Lors de la présentation du Rapport annuel des statistiques du travail (RASTE) 2025, ce jeudi 9 juillet 2026 dans les locaux du ministère de la Fonction publique, une donnée a particulièrement retenu l’attention : sur les 78 231 contrats de travail enregistrés auprès des inspections du travail et de la sécurité sociale, seuls 21 % concernent des contrats à durée indéterminée (CDI). Les contrats à durée déterminée (CDD) et les contrats de stage occupent une place ultra-dominante dans les relations professionnelles. Une situation qui soulève une interrogation majeure : comment concilier la dynamique de création d’emplois avec la nécessité de garantir des emplois plus stables et mieux sécurisés pour les travailleurs ?
Cette question de la qualité de l’emploi devient ainsi un enjeu central du marché du travail sénégalais. Au-delà du nombre de postes créés, la nature des contrats proposés interroge la capacité du système à offrir des perspectives professionnelles durables, notamment aux jeunes qui entrent sur le marché de l’emploi.
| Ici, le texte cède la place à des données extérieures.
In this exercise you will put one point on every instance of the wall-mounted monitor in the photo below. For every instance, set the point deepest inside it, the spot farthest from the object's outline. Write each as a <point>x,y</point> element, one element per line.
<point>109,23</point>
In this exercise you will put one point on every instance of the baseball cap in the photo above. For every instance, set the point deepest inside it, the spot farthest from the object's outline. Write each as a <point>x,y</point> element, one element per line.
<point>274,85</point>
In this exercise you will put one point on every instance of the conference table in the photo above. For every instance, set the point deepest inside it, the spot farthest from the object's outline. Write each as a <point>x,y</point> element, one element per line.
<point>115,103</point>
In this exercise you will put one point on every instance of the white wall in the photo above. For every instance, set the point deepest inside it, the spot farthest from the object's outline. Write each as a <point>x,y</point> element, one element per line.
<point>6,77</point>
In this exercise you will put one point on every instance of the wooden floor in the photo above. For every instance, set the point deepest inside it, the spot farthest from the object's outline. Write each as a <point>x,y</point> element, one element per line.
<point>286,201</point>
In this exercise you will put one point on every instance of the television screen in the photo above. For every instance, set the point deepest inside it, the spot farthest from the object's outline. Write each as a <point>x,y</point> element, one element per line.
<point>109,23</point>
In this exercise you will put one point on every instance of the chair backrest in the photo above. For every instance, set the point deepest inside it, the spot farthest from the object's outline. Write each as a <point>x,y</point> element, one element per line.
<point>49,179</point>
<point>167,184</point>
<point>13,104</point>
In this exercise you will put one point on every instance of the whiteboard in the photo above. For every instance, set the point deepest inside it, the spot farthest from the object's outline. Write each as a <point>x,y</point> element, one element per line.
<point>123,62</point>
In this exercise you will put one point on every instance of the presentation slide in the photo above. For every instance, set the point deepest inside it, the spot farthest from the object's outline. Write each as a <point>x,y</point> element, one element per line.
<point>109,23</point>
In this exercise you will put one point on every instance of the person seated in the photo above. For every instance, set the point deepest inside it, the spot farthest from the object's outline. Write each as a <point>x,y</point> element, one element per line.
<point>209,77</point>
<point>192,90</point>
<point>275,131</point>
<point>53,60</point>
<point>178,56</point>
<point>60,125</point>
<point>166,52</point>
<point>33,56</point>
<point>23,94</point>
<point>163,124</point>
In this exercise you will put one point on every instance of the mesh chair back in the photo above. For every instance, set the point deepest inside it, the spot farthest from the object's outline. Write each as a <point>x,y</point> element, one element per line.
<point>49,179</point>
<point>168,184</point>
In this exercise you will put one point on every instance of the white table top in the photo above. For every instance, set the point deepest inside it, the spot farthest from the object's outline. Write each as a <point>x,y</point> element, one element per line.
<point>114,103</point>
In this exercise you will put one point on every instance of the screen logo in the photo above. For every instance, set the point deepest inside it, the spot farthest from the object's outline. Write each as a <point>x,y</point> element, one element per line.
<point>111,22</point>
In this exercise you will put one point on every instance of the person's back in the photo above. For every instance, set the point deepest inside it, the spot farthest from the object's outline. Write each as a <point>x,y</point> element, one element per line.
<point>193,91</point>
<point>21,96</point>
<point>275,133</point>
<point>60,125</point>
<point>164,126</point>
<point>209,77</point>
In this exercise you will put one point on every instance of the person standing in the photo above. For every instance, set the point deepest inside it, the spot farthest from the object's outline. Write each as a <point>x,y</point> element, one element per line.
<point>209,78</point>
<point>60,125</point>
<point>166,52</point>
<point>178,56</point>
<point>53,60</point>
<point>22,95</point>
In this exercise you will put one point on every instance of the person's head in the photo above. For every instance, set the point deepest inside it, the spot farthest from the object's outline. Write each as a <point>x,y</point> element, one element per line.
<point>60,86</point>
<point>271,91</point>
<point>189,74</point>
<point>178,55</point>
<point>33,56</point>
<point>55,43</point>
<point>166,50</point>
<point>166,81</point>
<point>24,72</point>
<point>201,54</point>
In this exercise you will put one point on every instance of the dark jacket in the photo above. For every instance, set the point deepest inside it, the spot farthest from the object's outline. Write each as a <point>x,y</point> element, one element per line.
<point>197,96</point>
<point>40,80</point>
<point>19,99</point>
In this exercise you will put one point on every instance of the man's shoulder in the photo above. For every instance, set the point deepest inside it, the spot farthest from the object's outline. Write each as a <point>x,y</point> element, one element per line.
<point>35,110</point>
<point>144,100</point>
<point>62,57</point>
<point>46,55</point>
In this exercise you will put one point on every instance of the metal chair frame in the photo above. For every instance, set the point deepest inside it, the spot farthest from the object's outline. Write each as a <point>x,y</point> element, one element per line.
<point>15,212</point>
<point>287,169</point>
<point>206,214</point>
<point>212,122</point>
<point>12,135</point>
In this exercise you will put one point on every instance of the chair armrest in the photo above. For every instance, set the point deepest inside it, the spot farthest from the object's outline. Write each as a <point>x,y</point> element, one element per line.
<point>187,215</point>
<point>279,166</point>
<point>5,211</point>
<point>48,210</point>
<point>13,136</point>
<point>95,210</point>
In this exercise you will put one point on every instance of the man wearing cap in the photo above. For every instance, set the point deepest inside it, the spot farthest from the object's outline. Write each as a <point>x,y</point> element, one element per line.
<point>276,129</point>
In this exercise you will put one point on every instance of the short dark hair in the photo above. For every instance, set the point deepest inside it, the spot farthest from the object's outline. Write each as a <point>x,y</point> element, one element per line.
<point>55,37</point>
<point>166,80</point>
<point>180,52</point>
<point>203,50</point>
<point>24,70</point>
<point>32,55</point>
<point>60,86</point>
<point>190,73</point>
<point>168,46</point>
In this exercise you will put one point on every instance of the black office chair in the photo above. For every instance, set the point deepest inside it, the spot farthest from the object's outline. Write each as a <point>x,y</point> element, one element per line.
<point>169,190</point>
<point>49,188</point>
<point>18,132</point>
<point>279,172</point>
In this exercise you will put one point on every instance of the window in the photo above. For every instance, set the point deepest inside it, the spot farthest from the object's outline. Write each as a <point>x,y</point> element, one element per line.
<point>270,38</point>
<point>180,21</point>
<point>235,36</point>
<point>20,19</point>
Pour le ministre de la Fonction publique, du Travail et de la Réforme du Service public, Mamadou Lamine Dianté, ces données permettent de mieux comprendre les réalités du monde du travail et d’adapter les réponses publiques.
> « La production statistique dans le domaine du travail permet d’avoir une meilleure connaissance du marché de l’emploi, de ses évolutions et de ses contraintes, afin d’apporter des réponses adaptées aux réalités du monde du travail », a-t-il déclaré.
Le poids écrasant des contrats temporaires
La prédominance des CDD et des contrats de stage traduit une réalité contrastée. Pour les entreprises, ces formes de contrats peuvent répondre à des besoins de flexibilité et d’adaptation de l’activité économique. Pour les travailleurs, elles constituent souvent une première étape d’insertion professionnelle et une opportunité d’acquérir une première expérience.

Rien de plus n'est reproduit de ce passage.